You know what's funny is that sometimes I have no idea what the purpose of my life is.
I gotta get back to my devotions. I think I'm starving myself in my walk and I feel like even if I don't become less confused or more confident or, you know, suddenly gain insight as to what I should do with my life in the next two years - the next two years, can you believe that? Two years from now I'll be in grad school. But anyway the point is that I'll feel so much less alone. I know this because I've experienced it before.
Somehow things don't seem so unattainable at the same time as they seem completely impossible. It's daunting, to feel like I should be able to do things and yet not know if I'm capable of pulling them off. Or, you know, whatever.
This weekend has been really amazing because it's given me some time to sit back and breathe, and somehow I'm right back to feeling stressed out because I think of the time I let myself take off and then I think of the things that I really ought to get done before the semester ramps up for this final crunch, and it's just overwhelming.
I think sometimes that life is supposed to be overwhelming. It's just supposed to be this big huge thing that stares you in the face and threatens to pound you into the ground, and you succeed if you can stare it right back down. So you know what, life? You can't beat me. Not this semester, not next semester, not when I'm a stressed out graduate student grading undergrad papers and sobbing over experiments that don't work. Because even when they don't work and I lose sleep over it and undergrads hound me for their papers back, I'm not going to give up.
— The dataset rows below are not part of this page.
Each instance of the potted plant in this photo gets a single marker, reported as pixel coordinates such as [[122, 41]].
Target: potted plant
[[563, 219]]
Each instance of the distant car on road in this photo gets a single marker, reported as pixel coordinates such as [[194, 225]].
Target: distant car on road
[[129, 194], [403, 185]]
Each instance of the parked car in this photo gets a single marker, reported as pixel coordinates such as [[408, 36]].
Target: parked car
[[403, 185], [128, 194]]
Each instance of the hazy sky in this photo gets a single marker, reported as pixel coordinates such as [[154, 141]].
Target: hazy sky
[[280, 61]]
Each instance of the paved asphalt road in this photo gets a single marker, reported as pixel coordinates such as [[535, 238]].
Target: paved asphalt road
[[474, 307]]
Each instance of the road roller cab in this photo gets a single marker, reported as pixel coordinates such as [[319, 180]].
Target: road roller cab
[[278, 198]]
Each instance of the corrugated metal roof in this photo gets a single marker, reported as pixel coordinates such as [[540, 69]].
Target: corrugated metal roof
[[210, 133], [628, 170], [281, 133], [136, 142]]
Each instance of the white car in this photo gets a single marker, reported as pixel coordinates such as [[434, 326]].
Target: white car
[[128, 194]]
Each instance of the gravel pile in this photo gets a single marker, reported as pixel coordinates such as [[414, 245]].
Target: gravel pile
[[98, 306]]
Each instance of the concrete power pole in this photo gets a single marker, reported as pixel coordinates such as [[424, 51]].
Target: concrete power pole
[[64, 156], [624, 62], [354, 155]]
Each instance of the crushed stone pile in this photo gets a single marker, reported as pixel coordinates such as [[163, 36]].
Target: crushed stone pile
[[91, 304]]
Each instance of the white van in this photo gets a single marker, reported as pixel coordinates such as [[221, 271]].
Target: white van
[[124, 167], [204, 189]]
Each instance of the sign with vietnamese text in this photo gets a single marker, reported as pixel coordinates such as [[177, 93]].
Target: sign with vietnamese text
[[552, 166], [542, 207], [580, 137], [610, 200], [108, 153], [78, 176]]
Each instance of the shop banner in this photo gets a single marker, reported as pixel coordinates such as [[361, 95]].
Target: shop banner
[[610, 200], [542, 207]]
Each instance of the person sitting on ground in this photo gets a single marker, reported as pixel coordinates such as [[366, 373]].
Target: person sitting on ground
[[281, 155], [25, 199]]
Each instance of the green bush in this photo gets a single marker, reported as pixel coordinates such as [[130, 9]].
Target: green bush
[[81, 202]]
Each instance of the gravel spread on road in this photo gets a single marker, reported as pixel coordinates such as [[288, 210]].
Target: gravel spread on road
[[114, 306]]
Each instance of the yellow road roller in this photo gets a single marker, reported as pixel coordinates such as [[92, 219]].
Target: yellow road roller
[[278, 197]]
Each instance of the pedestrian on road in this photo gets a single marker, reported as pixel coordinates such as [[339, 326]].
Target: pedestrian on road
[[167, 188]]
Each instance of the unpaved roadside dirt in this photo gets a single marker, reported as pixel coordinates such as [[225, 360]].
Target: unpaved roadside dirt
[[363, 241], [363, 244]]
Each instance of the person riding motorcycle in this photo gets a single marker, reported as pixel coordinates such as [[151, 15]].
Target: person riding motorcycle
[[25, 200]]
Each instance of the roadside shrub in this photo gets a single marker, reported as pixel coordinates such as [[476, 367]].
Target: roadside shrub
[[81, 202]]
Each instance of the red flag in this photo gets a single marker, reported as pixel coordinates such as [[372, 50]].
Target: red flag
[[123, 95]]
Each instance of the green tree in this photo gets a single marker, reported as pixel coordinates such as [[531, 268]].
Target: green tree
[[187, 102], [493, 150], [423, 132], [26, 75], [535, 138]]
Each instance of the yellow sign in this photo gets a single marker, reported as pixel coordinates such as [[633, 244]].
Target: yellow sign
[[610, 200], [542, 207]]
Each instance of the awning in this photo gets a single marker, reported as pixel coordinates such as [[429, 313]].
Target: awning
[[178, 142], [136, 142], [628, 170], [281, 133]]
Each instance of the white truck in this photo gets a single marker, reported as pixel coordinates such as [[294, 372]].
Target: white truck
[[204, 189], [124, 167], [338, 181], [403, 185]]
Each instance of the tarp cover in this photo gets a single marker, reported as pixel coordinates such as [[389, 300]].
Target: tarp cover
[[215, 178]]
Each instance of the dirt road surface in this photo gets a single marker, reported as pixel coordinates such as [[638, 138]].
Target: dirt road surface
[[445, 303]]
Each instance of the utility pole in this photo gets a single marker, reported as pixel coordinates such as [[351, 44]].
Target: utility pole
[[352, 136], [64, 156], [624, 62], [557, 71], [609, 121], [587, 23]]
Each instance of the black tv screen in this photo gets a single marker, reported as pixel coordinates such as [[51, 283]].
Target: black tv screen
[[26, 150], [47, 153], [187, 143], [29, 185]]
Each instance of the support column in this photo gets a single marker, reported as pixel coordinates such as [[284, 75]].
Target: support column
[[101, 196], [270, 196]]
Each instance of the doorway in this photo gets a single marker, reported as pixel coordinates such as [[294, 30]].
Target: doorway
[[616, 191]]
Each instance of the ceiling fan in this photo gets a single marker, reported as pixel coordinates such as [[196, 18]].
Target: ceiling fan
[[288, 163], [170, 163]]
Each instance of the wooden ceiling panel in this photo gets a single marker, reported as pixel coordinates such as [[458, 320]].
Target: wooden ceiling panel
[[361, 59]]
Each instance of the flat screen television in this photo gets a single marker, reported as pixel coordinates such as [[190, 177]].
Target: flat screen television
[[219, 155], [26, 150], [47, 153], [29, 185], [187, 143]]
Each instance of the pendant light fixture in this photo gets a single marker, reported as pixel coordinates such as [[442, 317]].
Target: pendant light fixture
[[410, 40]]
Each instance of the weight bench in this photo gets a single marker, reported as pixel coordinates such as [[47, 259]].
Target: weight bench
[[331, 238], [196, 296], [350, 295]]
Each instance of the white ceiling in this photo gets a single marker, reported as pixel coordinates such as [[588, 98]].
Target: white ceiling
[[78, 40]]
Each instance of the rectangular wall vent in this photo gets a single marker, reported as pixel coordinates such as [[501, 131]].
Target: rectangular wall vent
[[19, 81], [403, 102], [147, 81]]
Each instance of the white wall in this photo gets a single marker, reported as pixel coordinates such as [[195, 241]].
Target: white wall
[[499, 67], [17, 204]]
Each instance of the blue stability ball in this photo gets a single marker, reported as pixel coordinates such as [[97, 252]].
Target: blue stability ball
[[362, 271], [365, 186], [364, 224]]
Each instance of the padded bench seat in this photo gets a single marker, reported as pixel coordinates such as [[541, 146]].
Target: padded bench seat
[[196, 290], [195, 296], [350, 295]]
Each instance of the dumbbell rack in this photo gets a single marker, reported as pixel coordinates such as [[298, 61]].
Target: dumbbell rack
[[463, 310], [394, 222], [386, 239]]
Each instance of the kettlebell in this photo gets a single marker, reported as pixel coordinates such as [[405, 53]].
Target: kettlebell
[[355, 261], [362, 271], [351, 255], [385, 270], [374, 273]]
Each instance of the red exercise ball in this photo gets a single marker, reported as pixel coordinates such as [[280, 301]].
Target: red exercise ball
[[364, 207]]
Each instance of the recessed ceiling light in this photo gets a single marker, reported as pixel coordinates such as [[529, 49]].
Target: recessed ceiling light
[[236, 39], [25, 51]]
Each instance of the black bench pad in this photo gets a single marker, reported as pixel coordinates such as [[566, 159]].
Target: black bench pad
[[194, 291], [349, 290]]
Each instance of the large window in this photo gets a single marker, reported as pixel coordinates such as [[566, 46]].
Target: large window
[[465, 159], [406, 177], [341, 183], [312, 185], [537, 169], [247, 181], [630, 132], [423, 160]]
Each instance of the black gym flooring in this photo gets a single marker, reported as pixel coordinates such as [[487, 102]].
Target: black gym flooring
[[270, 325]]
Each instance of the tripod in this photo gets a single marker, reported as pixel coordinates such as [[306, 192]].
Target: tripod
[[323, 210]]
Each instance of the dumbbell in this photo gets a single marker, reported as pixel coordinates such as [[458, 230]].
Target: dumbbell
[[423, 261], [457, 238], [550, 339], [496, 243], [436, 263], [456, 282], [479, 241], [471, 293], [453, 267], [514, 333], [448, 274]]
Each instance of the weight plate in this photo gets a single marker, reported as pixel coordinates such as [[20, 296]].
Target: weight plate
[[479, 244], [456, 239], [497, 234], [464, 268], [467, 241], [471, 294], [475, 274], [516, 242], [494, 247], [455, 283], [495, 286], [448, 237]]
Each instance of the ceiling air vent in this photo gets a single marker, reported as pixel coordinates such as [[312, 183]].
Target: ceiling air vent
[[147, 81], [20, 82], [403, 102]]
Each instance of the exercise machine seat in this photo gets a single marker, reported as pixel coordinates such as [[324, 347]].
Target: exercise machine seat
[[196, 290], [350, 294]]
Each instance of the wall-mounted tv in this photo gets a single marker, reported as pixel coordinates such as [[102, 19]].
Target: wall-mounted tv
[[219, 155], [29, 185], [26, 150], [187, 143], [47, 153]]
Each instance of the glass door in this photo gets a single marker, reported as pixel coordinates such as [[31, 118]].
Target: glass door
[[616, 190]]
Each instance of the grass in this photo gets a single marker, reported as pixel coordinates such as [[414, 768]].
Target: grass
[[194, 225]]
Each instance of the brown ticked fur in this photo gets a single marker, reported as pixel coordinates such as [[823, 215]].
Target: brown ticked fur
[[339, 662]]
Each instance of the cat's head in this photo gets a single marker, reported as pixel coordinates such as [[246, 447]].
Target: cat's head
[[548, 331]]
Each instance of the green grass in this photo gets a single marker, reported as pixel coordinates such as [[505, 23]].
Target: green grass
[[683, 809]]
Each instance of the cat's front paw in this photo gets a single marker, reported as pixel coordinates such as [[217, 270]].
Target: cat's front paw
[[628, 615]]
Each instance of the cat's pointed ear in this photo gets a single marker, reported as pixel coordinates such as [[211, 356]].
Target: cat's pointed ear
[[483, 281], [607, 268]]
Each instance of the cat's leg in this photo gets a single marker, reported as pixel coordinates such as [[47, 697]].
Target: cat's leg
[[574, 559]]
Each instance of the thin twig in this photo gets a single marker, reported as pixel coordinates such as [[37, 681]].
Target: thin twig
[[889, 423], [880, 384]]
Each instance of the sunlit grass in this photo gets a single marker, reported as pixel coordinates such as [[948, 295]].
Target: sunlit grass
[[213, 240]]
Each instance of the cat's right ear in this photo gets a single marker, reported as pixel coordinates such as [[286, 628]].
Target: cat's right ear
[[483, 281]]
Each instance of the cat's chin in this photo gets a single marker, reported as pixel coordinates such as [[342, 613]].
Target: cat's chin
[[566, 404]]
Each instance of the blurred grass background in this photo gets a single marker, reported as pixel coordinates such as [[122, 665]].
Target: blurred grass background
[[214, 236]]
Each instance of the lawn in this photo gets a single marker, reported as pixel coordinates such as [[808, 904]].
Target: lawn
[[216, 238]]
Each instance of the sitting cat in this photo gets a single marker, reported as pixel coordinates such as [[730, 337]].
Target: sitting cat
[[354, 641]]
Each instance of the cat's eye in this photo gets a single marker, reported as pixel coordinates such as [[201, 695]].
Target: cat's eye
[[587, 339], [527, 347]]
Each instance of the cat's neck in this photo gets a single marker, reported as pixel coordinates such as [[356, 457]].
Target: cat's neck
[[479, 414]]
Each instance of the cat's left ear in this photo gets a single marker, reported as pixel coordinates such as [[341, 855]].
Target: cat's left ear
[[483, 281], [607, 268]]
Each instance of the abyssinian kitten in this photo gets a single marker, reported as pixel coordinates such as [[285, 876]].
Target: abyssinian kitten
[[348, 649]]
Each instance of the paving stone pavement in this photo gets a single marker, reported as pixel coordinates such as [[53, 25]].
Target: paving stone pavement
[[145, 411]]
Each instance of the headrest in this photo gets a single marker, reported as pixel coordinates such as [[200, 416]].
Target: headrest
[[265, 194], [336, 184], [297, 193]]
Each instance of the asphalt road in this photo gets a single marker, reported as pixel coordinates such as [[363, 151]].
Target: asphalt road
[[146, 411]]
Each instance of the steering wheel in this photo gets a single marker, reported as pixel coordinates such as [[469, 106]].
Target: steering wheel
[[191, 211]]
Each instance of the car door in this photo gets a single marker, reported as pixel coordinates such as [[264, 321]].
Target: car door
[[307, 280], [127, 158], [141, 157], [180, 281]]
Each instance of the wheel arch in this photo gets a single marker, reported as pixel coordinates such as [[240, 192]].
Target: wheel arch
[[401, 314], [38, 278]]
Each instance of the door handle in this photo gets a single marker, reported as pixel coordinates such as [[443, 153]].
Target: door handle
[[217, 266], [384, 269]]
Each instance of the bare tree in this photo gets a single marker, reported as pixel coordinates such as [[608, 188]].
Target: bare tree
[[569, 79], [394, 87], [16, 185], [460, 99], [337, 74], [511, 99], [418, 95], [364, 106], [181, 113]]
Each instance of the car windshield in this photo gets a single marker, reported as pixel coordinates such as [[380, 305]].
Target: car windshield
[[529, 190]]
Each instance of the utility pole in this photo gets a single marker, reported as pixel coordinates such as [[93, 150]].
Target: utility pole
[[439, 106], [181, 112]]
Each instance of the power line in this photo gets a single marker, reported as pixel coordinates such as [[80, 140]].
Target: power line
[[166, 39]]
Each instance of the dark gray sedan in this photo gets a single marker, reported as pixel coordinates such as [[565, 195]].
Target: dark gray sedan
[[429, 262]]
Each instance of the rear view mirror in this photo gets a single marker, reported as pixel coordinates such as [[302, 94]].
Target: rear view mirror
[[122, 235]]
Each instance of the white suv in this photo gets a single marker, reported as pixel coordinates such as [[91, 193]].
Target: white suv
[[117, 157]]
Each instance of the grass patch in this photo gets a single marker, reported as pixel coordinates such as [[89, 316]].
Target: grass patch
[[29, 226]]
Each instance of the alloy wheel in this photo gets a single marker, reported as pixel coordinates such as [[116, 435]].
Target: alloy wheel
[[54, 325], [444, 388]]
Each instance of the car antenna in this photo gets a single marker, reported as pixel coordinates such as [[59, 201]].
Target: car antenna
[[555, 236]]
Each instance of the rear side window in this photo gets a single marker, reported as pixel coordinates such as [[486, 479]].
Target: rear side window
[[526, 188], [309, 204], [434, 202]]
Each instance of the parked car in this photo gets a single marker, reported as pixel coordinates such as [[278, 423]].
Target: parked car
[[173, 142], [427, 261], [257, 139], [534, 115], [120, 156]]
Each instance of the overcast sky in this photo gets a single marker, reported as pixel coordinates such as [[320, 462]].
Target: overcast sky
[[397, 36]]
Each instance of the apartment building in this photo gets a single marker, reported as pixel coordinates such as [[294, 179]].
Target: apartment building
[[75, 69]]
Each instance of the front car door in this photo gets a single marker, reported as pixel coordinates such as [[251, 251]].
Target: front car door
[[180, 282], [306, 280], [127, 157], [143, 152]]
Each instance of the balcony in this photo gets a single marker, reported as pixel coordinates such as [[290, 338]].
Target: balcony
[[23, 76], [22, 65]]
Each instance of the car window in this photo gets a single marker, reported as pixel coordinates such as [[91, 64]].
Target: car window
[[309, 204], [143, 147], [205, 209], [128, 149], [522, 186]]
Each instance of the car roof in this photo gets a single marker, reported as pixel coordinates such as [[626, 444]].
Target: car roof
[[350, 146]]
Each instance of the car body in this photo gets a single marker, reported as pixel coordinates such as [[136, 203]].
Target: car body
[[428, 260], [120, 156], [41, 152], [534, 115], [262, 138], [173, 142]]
The thing is that I've put too much into everything to give up. And miraculously, I've never stopped loving chemistry, not once along the way. I'm looking forward to a 15 credit semester come spring, with no labs for courses and afternoons to hand to FX so that I can continue this project. This project that was supposed to be completed quickly.
I guess that's what happens when it takes a couple of months to get in on the job and then instead of having 40 hours in the lab per week, I've got about six that I can squeeze out of my overly busy schedule. No, as much as I enjoy some few select things about this semester, I am not going to be sorry to see it go. At least, not as sorry as I usually am. I have this goofy thing about the passage of time. I have a hard time dealing.
So it's Saturday night, almost Sunday morning and I'm reclining on my bed in just the way I shouldn't because Mom thinks it's what put my back out -- I was in excruciating pain all week a week ago and couldn't lift my bag or anything and even a visit to Anna the chiropractor was not the miracle fix that it usually is -- but it is so darn comfortable. And Schubert is making little sleepy sighs down at the foot of my bed and I wrote up my genetics lab today - just a small victory, but it's something.
Also I finally found the Windows sidebar after some help from Steph, so I have the weather and a little daisy clock and sticky notes and this goofy slide-y puzzle, and also a to-do list gadget that I downloaded because I live and die by to-do lists but I still need to figure that out. Also, Pandora is quietly playing me classical music because I have been so darn antsy lately. It's playing Schubert now... too bad the Schu can't appreciate the irony. Or the coincidence? I've never been quite sure when it's appropriate to use the term "irony".
I don't feel bad, though. I feel like most people don't know when it's appropriate to use the term "irony" and an overwhelming majority of us say "well, that's ironic" when what we really mean is "what a coincidence", but we want to sound intellectual and not like that little seven-year-old grinning with missing teeth and crying "What a co-ink-ee-dink!"
Hahahaha I love it. I'm boycotting growing up. I plan to be that seven-year-old forever, although I want to keep all of my teeth and I never say co-ink-i-dink.